Somatic practice, chronic pain and self-care technology
Arts and Humanities Research Council
£36,500
Principal Investigator Dr Emma Meehan Coventry University Centre for Dance Research
Co-Investigator Professor Bernie Carter Edge Hill University Faculty of Health and Social Care
This network brings together experts from dance and somatic practices, health and digital design to explore the living, sensate and subjectively experienced body in context as a means of understanding chronic pain and self-care strategies. Current pain management programmes offer layered treatments, covering physiotherapy, occupational therapy, psychology and medical procedures.
Somatic practices have been used in treating pain in private sessions and occasionally in health care contexts (hospital/GP surgery), but are not widespread in being acknowledged as a source of support for those experiencing chronic pain. Somatic practices offer body-mind reflective tools that support taking ownership of one's own bodily experience and finding ways of living with complex conditions.
The network seeks to stimulate a dialogue between arts based (dance, media, design) and science based (physiotherapy, occupational therapy, nursing) experts who are both practitioners and academics to explore innovative and transdisciplinary methods for understanding multi-dimensional pain experience in relation to sense-perception and environmental factors.
The key questions of the network are:
- How can an exchange between researcher-practitioners in dance and health extend an understanding of chronic pain management, drawing attention to subjective body-mind experience and social context?
- Can technology offer ways of capturing and sharing the principles of somatic-informed dance in recording, mapping, expressing, communicating and managing chronic pain?
- What can a transdisciplinary network offer back to each of the disciplines, as an equal exchange of expertise?
The network proposes to change the methods for working with chronic pain across disciplines of dance and health, creating new collaborative approaches.
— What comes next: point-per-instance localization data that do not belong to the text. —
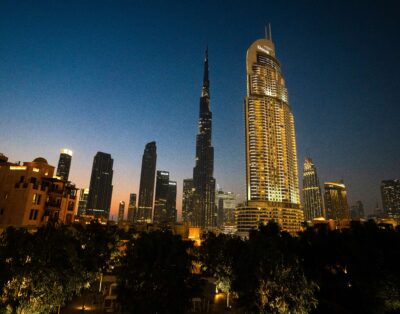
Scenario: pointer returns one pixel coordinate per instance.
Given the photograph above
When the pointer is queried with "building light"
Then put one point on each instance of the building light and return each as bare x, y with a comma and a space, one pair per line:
17, 167
66, 151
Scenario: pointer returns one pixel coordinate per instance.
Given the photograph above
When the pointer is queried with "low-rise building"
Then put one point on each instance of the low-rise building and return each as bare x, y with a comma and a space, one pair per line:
30, 196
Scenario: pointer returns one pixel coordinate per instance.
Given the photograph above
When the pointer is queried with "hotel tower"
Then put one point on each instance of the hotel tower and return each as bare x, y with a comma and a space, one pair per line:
204, 214
271, 158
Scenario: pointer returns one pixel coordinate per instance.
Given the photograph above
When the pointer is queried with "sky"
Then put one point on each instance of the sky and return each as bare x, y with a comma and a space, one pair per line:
113, 75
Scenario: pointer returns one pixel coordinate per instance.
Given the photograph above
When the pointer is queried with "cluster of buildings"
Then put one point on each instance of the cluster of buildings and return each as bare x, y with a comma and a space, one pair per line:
31, 194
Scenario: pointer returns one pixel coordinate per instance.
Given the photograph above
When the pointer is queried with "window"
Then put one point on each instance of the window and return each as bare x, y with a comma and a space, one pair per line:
36, 199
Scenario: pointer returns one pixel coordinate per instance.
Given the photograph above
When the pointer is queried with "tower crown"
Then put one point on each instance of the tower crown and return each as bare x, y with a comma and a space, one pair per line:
205, 90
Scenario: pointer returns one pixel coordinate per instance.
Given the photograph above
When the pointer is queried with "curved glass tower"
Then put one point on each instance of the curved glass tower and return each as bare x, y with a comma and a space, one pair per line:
271, 158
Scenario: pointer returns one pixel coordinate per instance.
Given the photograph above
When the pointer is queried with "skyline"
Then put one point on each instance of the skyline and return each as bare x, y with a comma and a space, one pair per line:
98, 80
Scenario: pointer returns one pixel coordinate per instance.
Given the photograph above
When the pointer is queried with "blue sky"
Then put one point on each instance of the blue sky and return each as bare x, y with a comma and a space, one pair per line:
113, 75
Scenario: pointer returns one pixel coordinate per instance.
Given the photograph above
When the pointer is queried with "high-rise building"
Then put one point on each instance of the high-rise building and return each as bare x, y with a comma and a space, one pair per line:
226, 204
312, 195
187, 200
121, 211
132, 208
390, 191
100, 188
357, 210
160, 200
171, 203
146, 188
64, 164
204, 214
336, 204
165, 199
272, 187
83, 196
31, 196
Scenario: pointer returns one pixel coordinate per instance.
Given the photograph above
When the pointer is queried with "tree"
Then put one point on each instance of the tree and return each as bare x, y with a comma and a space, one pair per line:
155, 274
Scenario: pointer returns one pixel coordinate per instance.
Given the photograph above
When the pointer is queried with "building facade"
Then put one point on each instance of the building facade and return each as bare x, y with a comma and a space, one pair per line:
165, 199
64, 164
357, 211
226, 204
336, 205
312, 195
100, 188
171, 202
83, 196
30, 196
146, 188
272, 188
132, 209
160, 200
121, 211
204, 214
187, 200
390, 192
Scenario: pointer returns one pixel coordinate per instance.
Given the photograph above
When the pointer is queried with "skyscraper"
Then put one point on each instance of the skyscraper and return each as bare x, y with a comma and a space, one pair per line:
160, 200
311, 192
100, 189
83, 196
357, 210
226, 203
146, 188
271, 157
132, 208
64, 164
336, 204
171, 202
390, 191
121, 211
187, 200
165, 199
204, 215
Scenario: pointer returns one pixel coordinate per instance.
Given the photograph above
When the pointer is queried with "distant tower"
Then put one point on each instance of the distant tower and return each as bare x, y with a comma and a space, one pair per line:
132, 210
271, 157
100, 189
121, 211
226, 203
311, 192
83, 196
187, 200
64, 164
390, 191
203, 181
160, 201
171, 202
146, 189
336, 204
357, 211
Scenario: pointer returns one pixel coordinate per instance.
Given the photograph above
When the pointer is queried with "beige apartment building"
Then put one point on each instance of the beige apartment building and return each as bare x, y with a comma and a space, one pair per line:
30, 196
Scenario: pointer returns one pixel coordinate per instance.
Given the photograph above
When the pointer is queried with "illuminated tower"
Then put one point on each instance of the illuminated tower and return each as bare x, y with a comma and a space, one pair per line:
64, 164
271, 158
100, 189
132, 208
203, 181
390, 191
160, 201
146, 188
311, 192
121, 211
187, 200
336, 204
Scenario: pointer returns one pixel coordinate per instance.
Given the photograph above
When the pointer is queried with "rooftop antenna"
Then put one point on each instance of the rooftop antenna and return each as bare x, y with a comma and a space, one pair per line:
269, 32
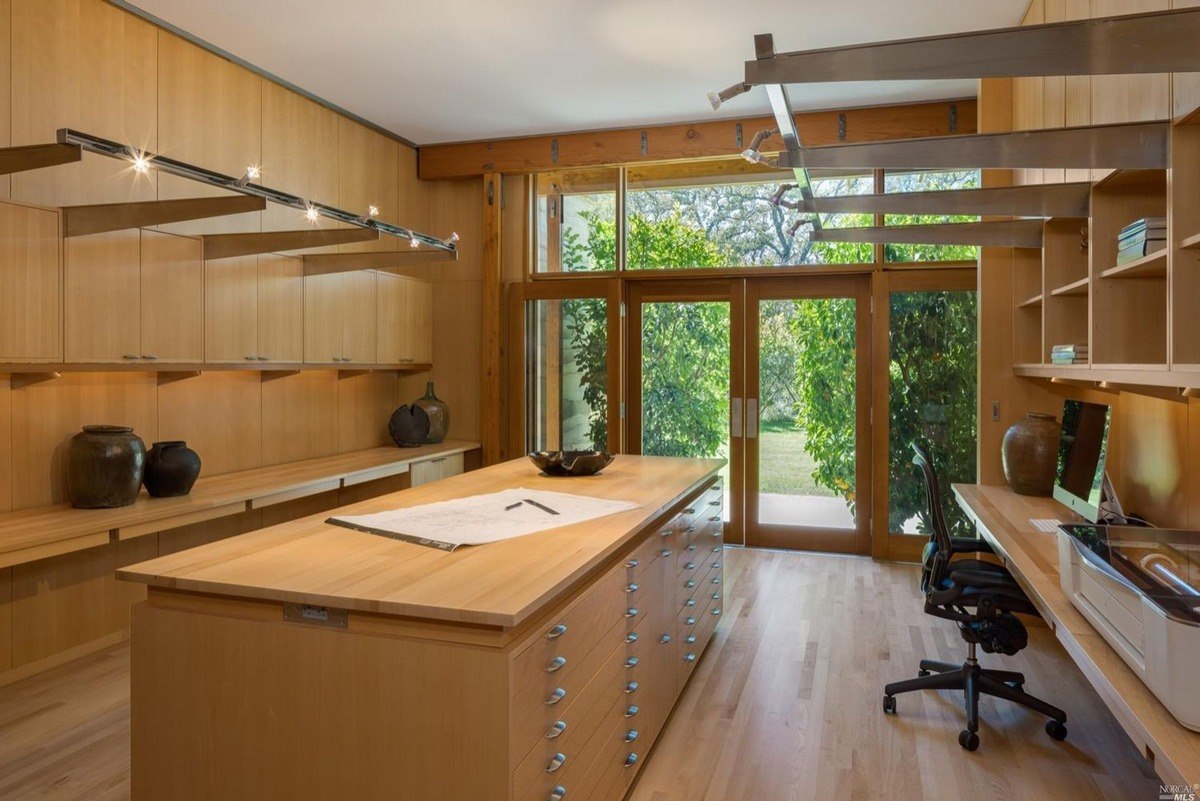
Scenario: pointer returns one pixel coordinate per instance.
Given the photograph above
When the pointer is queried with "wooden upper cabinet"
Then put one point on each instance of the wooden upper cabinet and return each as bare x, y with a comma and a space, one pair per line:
210, 114
30, 284
172, 297
369, 175
299, 155
91, 66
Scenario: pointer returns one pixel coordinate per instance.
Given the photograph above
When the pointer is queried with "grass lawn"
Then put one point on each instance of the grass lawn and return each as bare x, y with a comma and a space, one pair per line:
785, 467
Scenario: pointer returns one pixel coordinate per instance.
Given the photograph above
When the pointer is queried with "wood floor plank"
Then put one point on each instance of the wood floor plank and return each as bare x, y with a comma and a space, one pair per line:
784, 706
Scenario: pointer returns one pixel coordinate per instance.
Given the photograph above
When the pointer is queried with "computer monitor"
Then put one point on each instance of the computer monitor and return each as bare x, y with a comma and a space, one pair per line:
1083, 449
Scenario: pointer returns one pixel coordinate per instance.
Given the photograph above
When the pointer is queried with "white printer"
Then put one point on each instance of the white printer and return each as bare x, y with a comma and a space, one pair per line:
1138, 588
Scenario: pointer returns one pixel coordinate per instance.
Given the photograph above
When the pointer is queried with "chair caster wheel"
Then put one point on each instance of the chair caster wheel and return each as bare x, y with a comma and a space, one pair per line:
1056, 730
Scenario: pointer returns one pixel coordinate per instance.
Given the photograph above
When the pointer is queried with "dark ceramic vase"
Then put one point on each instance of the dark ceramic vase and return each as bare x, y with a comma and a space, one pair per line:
1030, 455
408, 426
438, 413
105, 467
172, 469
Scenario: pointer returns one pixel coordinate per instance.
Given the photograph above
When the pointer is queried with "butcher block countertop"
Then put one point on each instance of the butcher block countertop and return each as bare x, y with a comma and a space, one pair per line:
497, 584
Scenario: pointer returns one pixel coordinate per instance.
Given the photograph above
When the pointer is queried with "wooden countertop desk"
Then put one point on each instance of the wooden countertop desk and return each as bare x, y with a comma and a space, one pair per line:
1003, 519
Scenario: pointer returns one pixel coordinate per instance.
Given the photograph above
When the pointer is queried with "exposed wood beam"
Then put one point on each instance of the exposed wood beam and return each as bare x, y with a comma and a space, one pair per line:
316, 264
493, 315
100, 218
1033, 200
1020, 233
715, 139
1132, 145
18, 160
227, 246
1162, 41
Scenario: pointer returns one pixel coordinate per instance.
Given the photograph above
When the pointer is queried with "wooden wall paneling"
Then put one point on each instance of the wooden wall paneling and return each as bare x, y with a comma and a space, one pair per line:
232, 309
210, 114
369, 174
300, 416
220, 415
91, 66
299, 146
280, 308
172, 297
365, 402
30, 284
46, 415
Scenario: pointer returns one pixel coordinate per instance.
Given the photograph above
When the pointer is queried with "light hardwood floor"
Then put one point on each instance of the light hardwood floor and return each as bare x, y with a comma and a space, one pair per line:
784, 706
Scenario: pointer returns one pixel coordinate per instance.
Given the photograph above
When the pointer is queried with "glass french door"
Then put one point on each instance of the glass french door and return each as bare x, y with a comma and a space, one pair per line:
808, 407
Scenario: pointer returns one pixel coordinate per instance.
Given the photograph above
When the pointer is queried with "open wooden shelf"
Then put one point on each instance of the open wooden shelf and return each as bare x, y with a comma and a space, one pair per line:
1147, 266
1074, 289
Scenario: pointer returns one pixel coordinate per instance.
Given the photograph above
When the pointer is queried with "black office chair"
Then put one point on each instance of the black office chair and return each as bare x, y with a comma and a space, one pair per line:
981, 597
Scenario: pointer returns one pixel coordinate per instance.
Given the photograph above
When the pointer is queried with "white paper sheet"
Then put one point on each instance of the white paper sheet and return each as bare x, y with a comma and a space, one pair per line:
484, 518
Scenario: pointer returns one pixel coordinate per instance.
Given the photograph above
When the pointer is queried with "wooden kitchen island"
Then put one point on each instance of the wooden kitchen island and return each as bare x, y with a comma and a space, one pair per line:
309, 661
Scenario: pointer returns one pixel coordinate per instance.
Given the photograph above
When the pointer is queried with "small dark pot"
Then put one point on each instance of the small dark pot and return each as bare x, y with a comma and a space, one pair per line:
172, 469
438, 414
408, 426
105, 467
1030, 455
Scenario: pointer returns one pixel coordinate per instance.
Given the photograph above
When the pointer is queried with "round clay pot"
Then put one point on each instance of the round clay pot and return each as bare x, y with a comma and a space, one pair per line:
1030, 453
105, 467
408, 426
438, 413
172, 469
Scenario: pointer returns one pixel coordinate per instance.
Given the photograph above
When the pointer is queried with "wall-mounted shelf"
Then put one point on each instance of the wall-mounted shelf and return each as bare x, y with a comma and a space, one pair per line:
1147, 266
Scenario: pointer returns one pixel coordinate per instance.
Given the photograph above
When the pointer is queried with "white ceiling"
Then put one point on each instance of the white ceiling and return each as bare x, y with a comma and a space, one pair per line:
457, 70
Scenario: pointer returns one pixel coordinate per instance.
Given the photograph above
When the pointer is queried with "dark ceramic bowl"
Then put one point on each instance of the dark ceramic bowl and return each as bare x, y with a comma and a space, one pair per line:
571, 463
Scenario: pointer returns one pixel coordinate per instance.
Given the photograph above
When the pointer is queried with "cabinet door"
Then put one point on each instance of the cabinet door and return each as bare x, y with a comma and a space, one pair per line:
231, 309
103, 297
280, 308
391, 305
172, 297
419, 321
30, 284
323, 318
358, 291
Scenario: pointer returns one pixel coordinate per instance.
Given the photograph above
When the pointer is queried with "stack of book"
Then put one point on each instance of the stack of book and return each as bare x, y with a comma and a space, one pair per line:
1141, 238
1068, 354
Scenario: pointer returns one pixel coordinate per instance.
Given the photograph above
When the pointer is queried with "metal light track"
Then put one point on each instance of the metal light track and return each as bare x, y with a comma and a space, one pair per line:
1163, 41
191, 172
1033, 200
1132, 145
1020, 233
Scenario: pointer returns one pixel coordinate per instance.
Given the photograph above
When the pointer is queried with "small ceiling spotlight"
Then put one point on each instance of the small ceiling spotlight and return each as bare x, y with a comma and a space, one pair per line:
725, 95
252, 174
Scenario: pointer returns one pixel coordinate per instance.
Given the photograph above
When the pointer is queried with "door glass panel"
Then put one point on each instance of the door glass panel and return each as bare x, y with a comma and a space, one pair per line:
808, 411
931, 379
567, 373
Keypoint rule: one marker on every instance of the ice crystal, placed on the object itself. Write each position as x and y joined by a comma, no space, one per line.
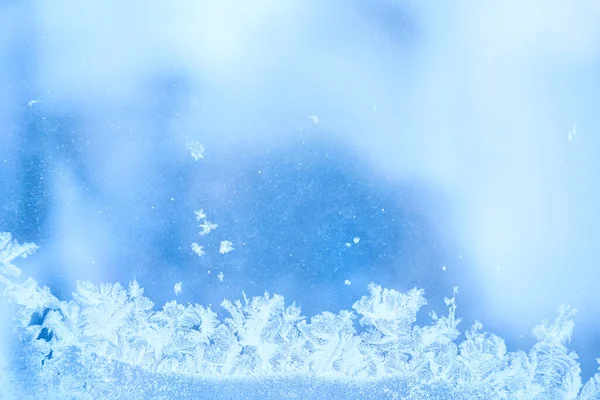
226,247
108,341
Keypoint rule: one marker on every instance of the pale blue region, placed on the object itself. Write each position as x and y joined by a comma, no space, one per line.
456,140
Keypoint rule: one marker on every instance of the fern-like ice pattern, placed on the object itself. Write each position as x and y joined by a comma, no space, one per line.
110,342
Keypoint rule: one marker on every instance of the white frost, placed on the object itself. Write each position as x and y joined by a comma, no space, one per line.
196,248
226,247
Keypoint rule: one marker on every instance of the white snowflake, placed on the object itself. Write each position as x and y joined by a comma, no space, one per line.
200,215
207,227
226,247
196,248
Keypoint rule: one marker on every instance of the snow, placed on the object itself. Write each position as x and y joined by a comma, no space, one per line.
107,339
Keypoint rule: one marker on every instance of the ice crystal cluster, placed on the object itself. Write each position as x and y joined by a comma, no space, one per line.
109,341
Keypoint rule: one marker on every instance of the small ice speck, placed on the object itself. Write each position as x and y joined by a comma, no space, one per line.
226,247
207,227
197,150
196,248
177,288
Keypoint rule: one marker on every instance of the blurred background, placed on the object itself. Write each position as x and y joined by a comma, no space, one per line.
347,142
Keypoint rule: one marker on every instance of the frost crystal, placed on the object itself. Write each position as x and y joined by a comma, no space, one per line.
226,247
207,227
200,215
108,341
196,248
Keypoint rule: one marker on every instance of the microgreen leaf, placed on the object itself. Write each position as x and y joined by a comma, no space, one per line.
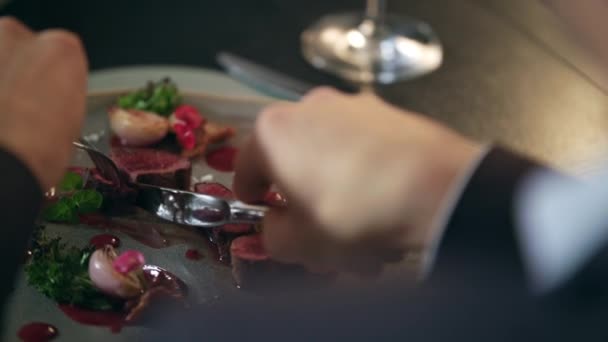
71,181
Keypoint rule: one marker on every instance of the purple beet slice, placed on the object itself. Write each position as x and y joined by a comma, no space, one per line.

It also will develop approaches for articulating and discussing pain experience in collaboration with healthcare workers and people with chronic pain, supported by somatic principles. Further, the network will develop ways of communicating the value of dance and somatic practices in healthcare settings, and understanding of pain in dance contexts. Finally, the network will create opportunities to test how technology can be deployed in capturing and sharing somatic principles for pain management. The key stakeholders that the network seeks to benefit include independent somatic movement practitioners, healthcare workers, those experiencing chronic pain and e-health professionals and organisations.